Unlike most Jewish prayers, the Kaddish is almost entirely in Aramaic. For this reason, even Jews who actually speak Hebrew aren’t actually saying a prayer in a language they understand when they recite the Kaddish. Louis points this out, sharply, when Belize says the Kaddish asks for peace: “Oh it’s Hebrew who knows what it’s asking?” (A footnote added by the playwright says, “I know, I know, it’s not Hebrew, it’s Aramaic, but for the sake of the joke…”)

This is another way in which the Kaddish is unique as a prayer: what its words mean is not, I believe, important.

I like to compare the Kaddish to saying “Bless you!” when someone sneezes, or saying “Shit!” when you bump your shin. Most people who see someone sneeze don’t actually hope God will bless that particular person; most people who bump their shin aren’t actually thinking about fecal matter. The word isn’t meant to convey its actual, particular meaning; instead, it’s meant to convey the situation. You say “bless you” because it’s what you do when sneezing happens.

Similarly, though the words of the Mourner’s Kaddish translate to “May His great name grow exalted and sanctified in the world that He created, may He give reign to His kingship in your lifetime,” I am certainly not thinking of the exalted and sanctified name of God when I say the Mourner’s Kaddish. I don’t say Kaddish because I’m praying for God’s kingdom to come. I say Kaddish because it’s what you do when people die.

Louis is uncertain of his ability to say Kaddish: “I’m an intensely secular Jew, I didn’t even Bar Mitzvah.” But as he begins to recite what he remembers of the prayer, an extraordinary thing happens: the ghost of Ethel Rosenberg, who neither Belize nor Louis can see, speaks through Louis and guides him in the prayer as a call-and-response. They speak the final words of the prayer together: Oseh shalom bimromav hu ya’aseh shalom aleinu v’akol yisrael, v’imru: amen.

“You sonofabitch,” Ethel Rosenberg adds, as an afterthought.

It’s important to me to say Kaddish when someone dies.
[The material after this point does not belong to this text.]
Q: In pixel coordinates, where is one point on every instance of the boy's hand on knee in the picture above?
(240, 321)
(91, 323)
Before I talk about their lives, before I talk about their deaths. Before I argue whether they were a symbol of martyred freedom of speech, or “a bully who met a nastier bully”, as someone I follow on Twitter said yesterday. Before I navigate the complex line that run betweens glorifying harm on one end of the spectrum and glorifying it on the other, before I figure out what my part is in the struggle against Islamophobia and against those who go into press offices with guns, before all that: yitgadal v’yitkadash sh’mei rabah. Amen.

Even if I add you sonofabitch at the end.

It’s important to me that I recognize that the dead, before they are anything else, are sons, daughters, brothers, sisters, friends. It’s important to me that I give myself space to grieve the individuals before I allow myself to consider the issues. It’s important to me to know that someday – no matter who I become, and no matter where I end up – someone will say Kaddish for me, and say it with love. Hard, difficult, complex love; love that recognizes that I was not perfect, that I caused harm, that I was not good in every aspect, or necessarily good in any aspect; love that criticizes, love that sees clearly, love that is honest. But with love nonetheless. Love first. Love always.

A prayer for the dead. And a prayer for the living, who remain behind, shouldering the great and holy burden of human grief, a little heavier than it was the day before.